For the SL in the Consecutive RCTs, for the secondary outcome, the SL for OR/HR included only human studies (there were no NHA studies), and for d for the 21 human studies was 0.62 [0.33, 1.65], and for the 15 NHA studies was 1.53 [1.01, 2.60]. For AL, there was 1 NHA study for OR/HR with AL 1083, and 1 NHA study for d with AL 2.74.
Reverse Bayesian Implications of the Obtained p-Values for Secondary Outcomes in Consecutive RCTs Recently Published in the Field of Critical Care Research.

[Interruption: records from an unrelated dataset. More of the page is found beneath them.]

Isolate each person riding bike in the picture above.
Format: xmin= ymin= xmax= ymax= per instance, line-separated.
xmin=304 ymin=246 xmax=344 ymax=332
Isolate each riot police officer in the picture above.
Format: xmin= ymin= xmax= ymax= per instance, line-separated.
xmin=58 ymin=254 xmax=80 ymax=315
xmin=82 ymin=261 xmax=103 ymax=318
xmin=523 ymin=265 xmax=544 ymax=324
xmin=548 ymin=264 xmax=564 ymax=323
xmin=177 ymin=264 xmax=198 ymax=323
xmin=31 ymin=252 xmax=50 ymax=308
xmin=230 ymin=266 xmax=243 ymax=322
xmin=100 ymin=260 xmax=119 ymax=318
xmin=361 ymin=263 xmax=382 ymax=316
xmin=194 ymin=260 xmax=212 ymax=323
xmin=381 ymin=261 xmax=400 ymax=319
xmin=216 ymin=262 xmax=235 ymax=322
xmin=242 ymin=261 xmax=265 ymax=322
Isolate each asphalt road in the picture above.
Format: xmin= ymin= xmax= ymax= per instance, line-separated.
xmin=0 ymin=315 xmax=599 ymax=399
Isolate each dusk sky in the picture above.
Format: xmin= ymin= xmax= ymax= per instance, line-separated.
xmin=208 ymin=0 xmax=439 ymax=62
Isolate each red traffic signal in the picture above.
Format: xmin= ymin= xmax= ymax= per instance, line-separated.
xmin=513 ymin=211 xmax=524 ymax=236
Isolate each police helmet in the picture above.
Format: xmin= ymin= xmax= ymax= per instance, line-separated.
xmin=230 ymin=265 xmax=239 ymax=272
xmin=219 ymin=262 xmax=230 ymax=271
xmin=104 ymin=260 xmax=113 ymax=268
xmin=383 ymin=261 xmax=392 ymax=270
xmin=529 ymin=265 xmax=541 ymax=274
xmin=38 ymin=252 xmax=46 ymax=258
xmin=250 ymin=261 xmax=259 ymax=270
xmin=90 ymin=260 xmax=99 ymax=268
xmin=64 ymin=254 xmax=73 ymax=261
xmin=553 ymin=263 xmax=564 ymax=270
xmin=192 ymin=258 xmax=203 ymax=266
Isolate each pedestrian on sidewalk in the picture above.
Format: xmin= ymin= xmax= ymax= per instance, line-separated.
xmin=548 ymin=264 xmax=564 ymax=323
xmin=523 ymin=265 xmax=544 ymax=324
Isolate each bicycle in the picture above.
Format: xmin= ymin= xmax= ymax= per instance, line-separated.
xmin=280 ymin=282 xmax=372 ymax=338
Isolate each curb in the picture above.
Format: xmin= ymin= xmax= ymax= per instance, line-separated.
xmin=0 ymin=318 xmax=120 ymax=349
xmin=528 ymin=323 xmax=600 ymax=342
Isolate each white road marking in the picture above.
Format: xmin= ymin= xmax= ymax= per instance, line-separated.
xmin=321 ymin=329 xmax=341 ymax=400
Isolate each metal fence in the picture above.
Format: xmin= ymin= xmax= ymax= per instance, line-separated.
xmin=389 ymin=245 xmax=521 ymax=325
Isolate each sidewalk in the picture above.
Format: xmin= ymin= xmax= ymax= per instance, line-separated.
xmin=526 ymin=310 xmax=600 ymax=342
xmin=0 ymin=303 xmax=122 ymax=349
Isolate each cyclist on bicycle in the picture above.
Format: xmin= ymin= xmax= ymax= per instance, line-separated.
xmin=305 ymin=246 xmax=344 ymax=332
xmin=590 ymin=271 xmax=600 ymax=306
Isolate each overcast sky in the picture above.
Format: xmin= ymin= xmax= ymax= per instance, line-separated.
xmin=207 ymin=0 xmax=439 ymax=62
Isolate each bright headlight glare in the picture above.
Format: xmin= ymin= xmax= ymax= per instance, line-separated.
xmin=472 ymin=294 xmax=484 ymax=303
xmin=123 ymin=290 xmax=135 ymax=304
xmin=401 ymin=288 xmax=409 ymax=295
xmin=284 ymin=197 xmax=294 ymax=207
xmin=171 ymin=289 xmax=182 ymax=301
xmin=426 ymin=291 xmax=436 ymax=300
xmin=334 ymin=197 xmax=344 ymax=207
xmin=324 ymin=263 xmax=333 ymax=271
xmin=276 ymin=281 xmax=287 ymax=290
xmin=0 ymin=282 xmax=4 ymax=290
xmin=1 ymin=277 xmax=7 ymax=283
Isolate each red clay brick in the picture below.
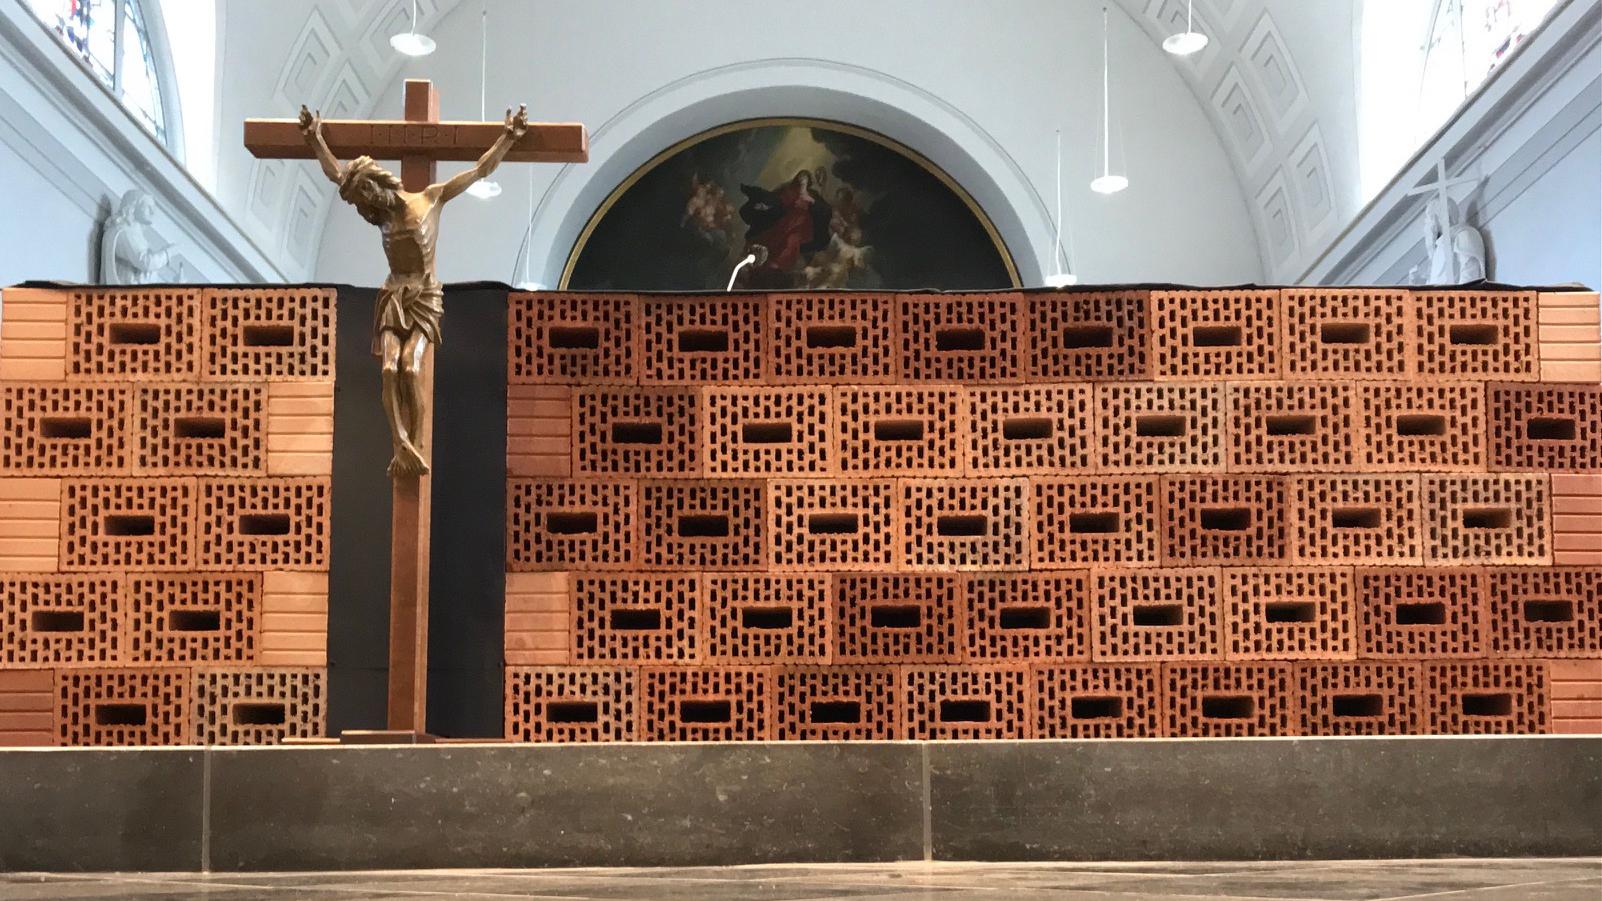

| Study group | Overall | p > 0.05
| p = 0.05 to 0.0051 | p ≤ 0.005 |
|---|---|---|---|---|
|
| ||||
| Likelihood Ratio: Pr(data│H1)/Pr(data│Ho) | 7.7 [3.1, 47.7] | 0.50 [0.13, 1.93] | 7.0 [3.6, 12.9] | 99.6 [59.9, 99.6] |
| Prior Pr(H1) to have FPR 5% | 71.1 [28.8, 85.9] | 97.4 [90.8, 99.3] | 73.1 [59.6, 84.1] | 16.0 [16.0, 24.1] |
| Minimum FPR (using Prior Pr[H1] of 0.5) | 11.5 [2.1, 24.2] | 66.5 [34.6, 88.7] | 12.5 [7.2, 21.8] | 1.0 [1.0, 1.6] |
| Realistic FPR (using Prior Pr[H1] of 0.1) | 53.8 [16.1, 74.2] | 94.7 [82.5, 98.6] | 56.3 [41.1, 71.4] | 8.3 [8.2, 13.1] |
|
| ||||
| BF Bound [upper bound for Pr(data│H1)/Pr(data│Ho)] | 4.7 [2.6, 23.2] | 1.2 [1.0, 2.0] | 4.4 [2.9, 6.9] | 53.3 [29.6, 53.3] |
| PPV: Highest Posterior PrU(H1│data) using Prior Pr(H1) of 0.5. | 82.5 [72.5, 95.8] | 55.0 [50.1, 67.0] | 81.4 [74.1, 87.4] | 98.2 [96.7, 98.2] |
| PPV: Realistic Posterior PrR(H1│data) using Prior Pr(H1) of 0.1 | 34.3 [22.7, 71.8] | 11.9 [10.1, 18.5] | 32.7 [24.1, 43.5] | 85.5 [76.7, 85.5] |
|
| ||||
| 10th percentile of p-value prediction interval | 0.000035 [0.0000016, 0.00014] | 0.0015 [0.00028, 0.0071] | 0.000041 [0.000015, 0.00011] | 0.00000033 [0.00000033, 0.00000095] |
| 90th percentile of p-value prediction interval | 0.61 [0.24, 0.85] | 1.0 [0.98, 1.0] | 0.63 [0.48, 0.81] | 0.14 [0.14, 0.20] |
| Probability a replication study will have p ≤ 0.05 | 64.3 [51.8, 85.0] | 27.8 [14.4, 44.9] | 62.9 [53.7, 71.0] | 90.8 [87.1, 90.8] |
14 (16.3%) of p-values were >.10. BF: Bayes factor; FPR: false positive rate; Ho: null hypothesis; H1: alternative hypothesis; Pr: probability; PPV: positive predictive value. We report values to one decimal place for consistency of presentation; this is not intended to suggest the values can be known with such precision given the small sample sizes.